A cold and very wet fall has negatively impacted crop yields among potato farmers. Almost 20% of potatoes were left out in fields due to poor quality. The United States Department of Agriculture is projecting a 6.1% decline in total crops from a year ago, making it one of the lowest crop yields since 2010.

In Manitoba, more than 18% of potato crops remained unharvested, while in Alberta, 6.5% of potato crops were damaged by an early frost. In the food industry, size matters when buying potatoes; buyers are always looking for larger, bigger potatoes, but this year the harvested potatoes were much smaller than usual. Basically, supplies are much lower than usual as we start the winter season in North America. 

But it’s difficult to tell whether retail prices will be affected at all. The truth is that potato prices have already gone up this past year. Potatoes at retail are 20.7% more expensive than just 12 months ago. According to Statistics Canada, a 10-pound bag of potatoes in Canada retails for an average of $9.77, while a year ago it was $8.11. Frozen fried potatoes have gone up 17.1% as well, retailing now at $3.02 for 1 kilo. These increases, the most important increases ever recorded, are difficult to explain. Potato production over the last 5 years in North America has been quite steady. In 2010, when the harvest was even worse than this year’s, retail prices barely moved at all, suggesting that the market was not willing to budge on pricing, despite lower inventories. But the market today is a little different as we crave the product much more.  

Could we start walking away form the potato?

Since 2018, potato retail prices have quietly increased at a dramatic rate, but consumers have not yet been spooked by this – at least, not yet.

If prices do go up, it won’t be because our farmers are raking it in, making more money. Farmers won’t likely get more for their crops as they typically lock themselves into unbending contracts before the growing season even starts. Farmers affected by weather will have crop insurance. Not all of them, but many of them do. Processors may need to pay more since they might be required to purchase inputs from other sources which are normally more expensive. But processors have infinite ways to hedge against abnormal weather patterns and will get the products they need to manufacture the fries and chips we buy at the store or restaurant, one way or another. 

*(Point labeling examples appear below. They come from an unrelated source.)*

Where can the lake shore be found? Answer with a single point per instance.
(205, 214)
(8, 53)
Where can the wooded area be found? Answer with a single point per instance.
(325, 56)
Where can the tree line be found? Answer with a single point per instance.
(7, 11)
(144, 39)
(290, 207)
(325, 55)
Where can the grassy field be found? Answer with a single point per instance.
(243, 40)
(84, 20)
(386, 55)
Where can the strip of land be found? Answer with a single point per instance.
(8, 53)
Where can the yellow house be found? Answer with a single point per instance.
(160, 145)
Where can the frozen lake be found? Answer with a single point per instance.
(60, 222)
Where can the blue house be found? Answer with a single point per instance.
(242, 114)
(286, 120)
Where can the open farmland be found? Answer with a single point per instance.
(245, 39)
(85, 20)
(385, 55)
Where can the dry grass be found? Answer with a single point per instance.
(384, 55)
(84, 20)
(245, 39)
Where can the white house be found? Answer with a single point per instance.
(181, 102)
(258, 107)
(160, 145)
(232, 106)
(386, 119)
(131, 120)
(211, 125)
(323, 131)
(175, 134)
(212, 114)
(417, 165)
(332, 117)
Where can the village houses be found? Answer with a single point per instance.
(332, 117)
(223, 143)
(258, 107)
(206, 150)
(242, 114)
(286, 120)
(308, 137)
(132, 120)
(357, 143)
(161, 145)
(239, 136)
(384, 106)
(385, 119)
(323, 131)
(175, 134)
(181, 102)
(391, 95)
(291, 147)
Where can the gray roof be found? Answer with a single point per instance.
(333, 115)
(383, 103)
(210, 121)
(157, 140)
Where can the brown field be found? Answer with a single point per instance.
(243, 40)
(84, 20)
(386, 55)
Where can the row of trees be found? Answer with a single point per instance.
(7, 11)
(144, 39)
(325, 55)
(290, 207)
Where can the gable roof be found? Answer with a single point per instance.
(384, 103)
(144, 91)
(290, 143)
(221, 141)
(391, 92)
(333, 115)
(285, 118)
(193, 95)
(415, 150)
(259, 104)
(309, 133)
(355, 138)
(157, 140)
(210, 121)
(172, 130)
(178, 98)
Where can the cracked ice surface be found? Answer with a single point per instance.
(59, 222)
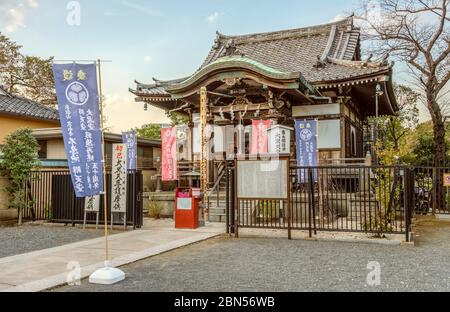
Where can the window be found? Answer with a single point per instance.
(42, 154)
(353, 140)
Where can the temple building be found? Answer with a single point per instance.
(307, 73)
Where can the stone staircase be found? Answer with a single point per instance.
(218, 202)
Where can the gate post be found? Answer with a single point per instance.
(289, 205)
(409, 201)
(435, 190)
(227, 198)
(311, 200)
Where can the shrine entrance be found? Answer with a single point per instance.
(270, 194)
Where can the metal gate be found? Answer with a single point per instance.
(366, 199)
(50, 197)
(431, 196)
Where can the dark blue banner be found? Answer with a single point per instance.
(130, 139)
(306, 142)
(77, 92)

Increases may very well happen in food distribution and retail where demand is quite strong. In 2018, frozen potato sales at retail increased by 7.1% in Canada, and 2019 could be an even better year. Potatoes requiring some preparation time at home have also seen significant sales increases, exceeding 7% in recent years. That may explain why retailers are charging much more for the product. Since 2018, potato retail prices have quietly increased at a dramatic rate, but consumers have not yet been spooked by this – at least, not yet. But consumers could start walking away from the product if they think it’s too expensive. As such, we may see more processors reduce the number of frozen fries you get in a bag, but for the same price. It’s called shrinkflation, getting less for the same price. Skrinkflation has a funny way of keeping products on store shelves without upsetting consumers. 

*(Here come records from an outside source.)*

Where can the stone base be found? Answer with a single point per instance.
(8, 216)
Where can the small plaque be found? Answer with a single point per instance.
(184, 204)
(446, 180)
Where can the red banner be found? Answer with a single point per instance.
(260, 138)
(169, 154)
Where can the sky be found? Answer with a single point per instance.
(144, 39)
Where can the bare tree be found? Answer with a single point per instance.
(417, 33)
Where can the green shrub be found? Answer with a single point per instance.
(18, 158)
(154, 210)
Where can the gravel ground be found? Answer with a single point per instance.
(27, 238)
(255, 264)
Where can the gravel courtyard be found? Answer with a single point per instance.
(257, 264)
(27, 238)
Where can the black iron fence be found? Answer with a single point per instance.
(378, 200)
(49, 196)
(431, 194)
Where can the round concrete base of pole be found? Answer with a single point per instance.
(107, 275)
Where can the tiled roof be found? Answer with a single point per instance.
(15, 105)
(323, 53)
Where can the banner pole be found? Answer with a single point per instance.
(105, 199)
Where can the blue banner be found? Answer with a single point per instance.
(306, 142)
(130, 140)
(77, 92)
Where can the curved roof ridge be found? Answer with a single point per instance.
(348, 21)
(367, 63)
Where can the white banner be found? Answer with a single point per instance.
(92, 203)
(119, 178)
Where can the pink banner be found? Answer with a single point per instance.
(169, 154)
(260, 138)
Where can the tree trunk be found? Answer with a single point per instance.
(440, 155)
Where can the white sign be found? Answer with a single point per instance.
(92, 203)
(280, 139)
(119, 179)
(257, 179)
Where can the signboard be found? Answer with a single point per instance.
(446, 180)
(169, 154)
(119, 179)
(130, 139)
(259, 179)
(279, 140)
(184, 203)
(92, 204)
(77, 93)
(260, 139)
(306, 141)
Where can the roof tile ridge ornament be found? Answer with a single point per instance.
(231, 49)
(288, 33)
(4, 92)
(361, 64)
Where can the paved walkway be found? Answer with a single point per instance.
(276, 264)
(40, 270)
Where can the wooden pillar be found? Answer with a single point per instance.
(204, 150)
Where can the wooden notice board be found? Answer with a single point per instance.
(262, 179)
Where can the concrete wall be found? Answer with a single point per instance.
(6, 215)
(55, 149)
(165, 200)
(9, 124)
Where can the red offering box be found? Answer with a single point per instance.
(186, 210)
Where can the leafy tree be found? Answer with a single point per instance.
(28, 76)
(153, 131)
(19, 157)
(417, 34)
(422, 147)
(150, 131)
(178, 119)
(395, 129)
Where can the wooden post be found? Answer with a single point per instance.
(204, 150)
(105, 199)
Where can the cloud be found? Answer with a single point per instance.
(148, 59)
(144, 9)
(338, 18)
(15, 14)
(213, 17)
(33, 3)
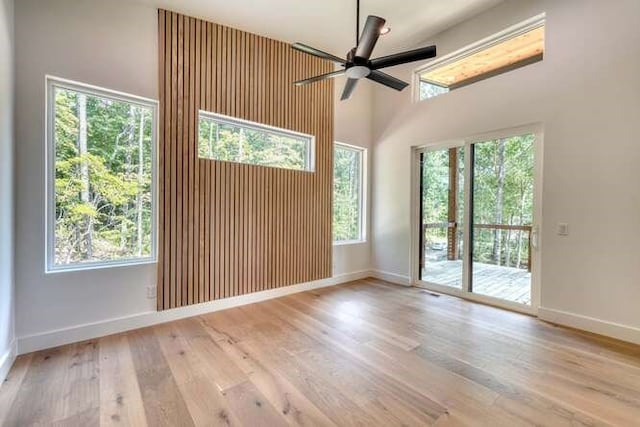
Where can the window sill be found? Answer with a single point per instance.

The rules are different in foodservice, and we shouldn’t expect any price changes. Charging more for a side staple like potatoes is always more challenging for restauranteurs and fast food operators. Potatoes are no steak, fish, or pasta. But you may see some operators revert to the practice of shrinking portion sizes, and charge patrons the same price, as in retail. This is quite easy to do with fries, chips, and smaller baked potatoes. Vigilant consumers will likely notice, but most of us won’t think twice before digging in.  

Canada is only the 18th largest potato producer in the world, but we do take our potatoes seriously. The country won’t run out of potatoes any time soon and they will remain quite affordable for most of us for a very long time. So, keep calm and eat your fries.